The extraction step is where agent capability matters most. A good agent extracts accurate timing, identifies the correct easing function, and distinguishes between simultaneous and sequential animations. A less capable agent produces vague descriptions like "fades in smoothly" that still require manual interpretation. This is where AnimSpec's structured analysis adds value: it standardizes the extraction so the output quality does not depend on which agent you use.

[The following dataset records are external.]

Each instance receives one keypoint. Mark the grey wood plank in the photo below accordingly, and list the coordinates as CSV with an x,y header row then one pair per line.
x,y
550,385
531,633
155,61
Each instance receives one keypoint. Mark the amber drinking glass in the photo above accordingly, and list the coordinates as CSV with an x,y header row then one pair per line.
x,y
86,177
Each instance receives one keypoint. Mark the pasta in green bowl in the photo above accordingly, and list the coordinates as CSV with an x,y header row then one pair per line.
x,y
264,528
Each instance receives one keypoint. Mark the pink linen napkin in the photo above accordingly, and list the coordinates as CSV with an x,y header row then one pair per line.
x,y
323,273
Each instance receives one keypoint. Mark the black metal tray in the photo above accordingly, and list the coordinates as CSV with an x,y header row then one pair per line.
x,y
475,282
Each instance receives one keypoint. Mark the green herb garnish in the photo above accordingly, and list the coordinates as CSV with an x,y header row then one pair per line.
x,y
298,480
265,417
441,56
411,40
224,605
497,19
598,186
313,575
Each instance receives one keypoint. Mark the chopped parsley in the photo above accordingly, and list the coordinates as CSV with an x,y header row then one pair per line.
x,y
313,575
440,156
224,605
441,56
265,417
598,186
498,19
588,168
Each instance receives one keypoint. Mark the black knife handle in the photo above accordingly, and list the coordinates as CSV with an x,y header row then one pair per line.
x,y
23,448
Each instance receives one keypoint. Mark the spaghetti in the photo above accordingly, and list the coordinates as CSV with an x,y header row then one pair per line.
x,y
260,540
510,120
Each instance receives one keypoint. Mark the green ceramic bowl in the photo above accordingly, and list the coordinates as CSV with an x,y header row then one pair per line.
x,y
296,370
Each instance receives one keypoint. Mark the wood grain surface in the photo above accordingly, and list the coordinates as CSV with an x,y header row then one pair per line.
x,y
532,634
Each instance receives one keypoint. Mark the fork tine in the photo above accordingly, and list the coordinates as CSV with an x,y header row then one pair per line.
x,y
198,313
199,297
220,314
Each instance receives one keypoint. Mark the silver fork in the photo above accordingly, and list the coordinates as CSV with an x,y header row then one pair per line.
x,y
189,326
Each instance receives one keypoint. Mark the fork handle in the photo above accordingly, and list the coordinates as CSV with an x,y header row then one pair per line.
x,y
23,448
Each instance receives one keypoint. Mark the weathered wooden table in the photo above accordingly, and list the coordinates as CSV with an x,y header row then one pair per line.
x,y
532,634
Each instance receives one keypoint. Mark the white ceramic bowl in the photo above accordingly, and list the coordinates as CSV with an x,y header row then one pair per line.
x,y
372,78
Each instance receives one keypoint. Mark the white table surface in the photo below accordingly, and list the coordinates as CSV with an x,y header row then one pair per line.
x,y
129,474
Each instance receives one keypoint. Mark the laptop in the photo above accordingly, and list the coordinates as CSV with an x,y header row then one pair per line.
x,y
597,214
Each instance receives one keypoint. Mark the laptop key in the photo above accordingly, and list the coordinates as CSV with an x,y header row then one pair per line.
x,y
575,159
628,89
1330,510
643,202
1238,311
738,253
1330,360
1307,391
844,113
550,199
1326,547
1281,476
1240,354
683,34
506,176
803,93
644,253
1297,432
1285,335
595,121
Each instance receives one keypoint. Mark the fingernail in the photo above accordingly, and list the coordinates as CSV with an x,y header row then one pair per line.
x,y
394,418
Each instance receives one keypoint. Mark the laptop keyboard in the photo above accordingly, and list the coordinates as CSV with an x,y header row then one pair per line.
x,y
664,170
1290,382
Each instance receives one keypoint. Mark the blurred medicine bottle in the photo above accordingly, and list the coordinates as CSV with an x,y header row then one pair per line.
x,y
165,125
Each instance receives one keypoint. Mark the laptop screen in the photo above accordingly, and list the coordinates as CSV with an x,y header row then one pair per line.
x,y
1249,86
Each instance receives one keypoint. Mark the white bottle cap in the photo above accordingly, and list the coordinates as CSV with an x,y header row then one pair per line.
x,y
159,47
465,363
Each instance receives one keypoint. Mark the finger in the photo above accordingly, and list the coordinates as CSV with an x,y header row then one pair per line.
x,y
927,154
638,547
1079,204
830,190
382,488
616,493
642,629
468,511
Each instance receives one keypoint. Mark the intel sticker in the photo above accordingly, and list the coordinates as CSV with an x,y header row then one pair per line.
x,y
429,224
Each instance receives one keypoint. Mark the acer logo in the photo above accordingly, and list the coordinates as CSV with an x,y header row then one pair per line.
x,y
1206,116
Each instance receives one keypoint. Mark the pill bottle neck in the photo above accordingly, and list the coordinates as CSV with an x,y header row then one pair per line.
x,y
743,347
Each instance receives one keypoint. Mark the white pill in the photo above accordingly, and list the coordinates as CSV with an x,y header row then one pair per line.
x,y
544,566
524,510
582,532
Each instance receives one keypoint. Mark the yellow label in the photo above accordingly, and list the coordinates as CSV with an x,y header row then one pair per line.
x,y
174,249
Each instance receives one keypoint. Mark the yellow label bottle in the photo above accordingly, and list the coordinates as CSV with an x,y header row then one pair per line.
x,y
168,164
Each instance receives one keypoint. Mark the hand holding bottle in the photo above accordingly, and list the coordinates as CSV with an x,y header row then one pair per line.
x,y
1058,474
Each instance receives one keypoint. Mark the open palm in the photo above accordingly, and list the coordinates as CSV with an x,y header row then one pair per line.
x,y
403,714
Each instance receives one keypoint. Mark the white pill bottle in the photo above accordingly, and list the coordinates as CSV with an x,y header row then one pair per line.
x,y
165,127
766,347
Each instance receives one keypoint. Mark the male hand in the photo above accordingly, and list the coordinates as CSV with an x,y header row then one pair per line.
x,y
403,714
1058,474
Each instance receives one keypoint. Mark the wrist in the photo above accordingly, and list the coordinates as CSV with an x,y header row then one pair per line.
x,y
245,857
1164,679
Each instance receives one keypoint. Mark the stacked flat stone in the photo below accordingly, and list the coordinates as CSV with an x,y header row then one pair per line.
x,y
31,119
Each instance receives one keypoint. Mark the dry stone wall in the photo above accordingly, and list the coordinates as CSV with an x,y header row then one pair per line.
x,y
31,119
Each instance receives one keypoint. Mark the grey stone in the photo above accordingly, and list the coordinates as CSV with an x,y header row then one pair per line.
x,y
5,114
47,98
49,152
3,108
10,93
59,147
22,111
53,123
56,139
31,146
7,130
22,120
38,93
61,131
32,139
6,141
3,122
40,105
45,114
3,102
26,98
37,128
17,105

Practical Workflow: Recreating a Competitor's Onboarding Animation

A concrete example ties the tools together. You see a competitor's onboarding flow with smooth card transitions and want to replicate the motion pattern in your own product.

Step 1: Capture the reference.

Screen-record the competitor's onboarding flow. A 15-second recording at 60fps is sufficient.

Step 2: Extract the motion.

Option A --- use an agent directly:

# In Claude Code or Codex
# Drop the video file into the session

"Analyze this onboarding animation. Extract:
1. Each card transition: start position, end position, duration, easing
2. The stagger delay between sequential elements
3. Any scale or opacity changes during transitions
4. The overall timeline: when does each animation start and end

Output as structured JSON with CSS animation equivalents."

Option B --- use AnimSpec:

# Upload to animspec.com, select "Clone UI Animation"
# Paste the generated prompt into your agent session

Step 3: Generate the animation.

For Remotion:

"Using the motion spec I just extracted, create a Remotion composition
for a 3-card onboarding carousel. Each card slides in from the right
with the same timing and easing as the reference. Use spring()
for physics-based motion. Total duration: 180 frames at 30fps."

For Hyperframes:

"Using the motion spec, create a Hyperframes scene with GSAP timelines
for the card transitions. Match the reference easing values exactly.
Use our frame.md template for consistent styling."

For MagicPath:

"Using the MagicPath skill, recreate the onboarding animation from
this reference video in my open project. Match the card transitions,
timing, and easing."

Step 4: Iterate and render.

Review the output. If the timing is off, tell the agent which element to adjust: "The second card enters 200ms too early. Push it back." If the easing feels wrong: "Change the ease-out to cubic-bezier(0.16, 1, 0.3, 1)." The structured spec from step 2 gives you precise control over individual parameters.

My take: Video-to-animation extraction is the missing piece in the motion design stack. The current workflow for reference-driven motion is broken: you describe what you see in words, the agent interprets those words, and you iterate on a foundation of ambiguity. Extraction tools fix this by starting from the actual motion parameters instead of a verbal description. AnimSpec standardizes the extraction. MagicPath gives the agent a direct path to editable output. Neither replaces Remotion or Hyperframes for production rendering --- they make those tools more effective by giving them accurate input. Expect this category to grow fast. As agents get better at visual analysis, the extraction step will become a standard part of every motion design workflow.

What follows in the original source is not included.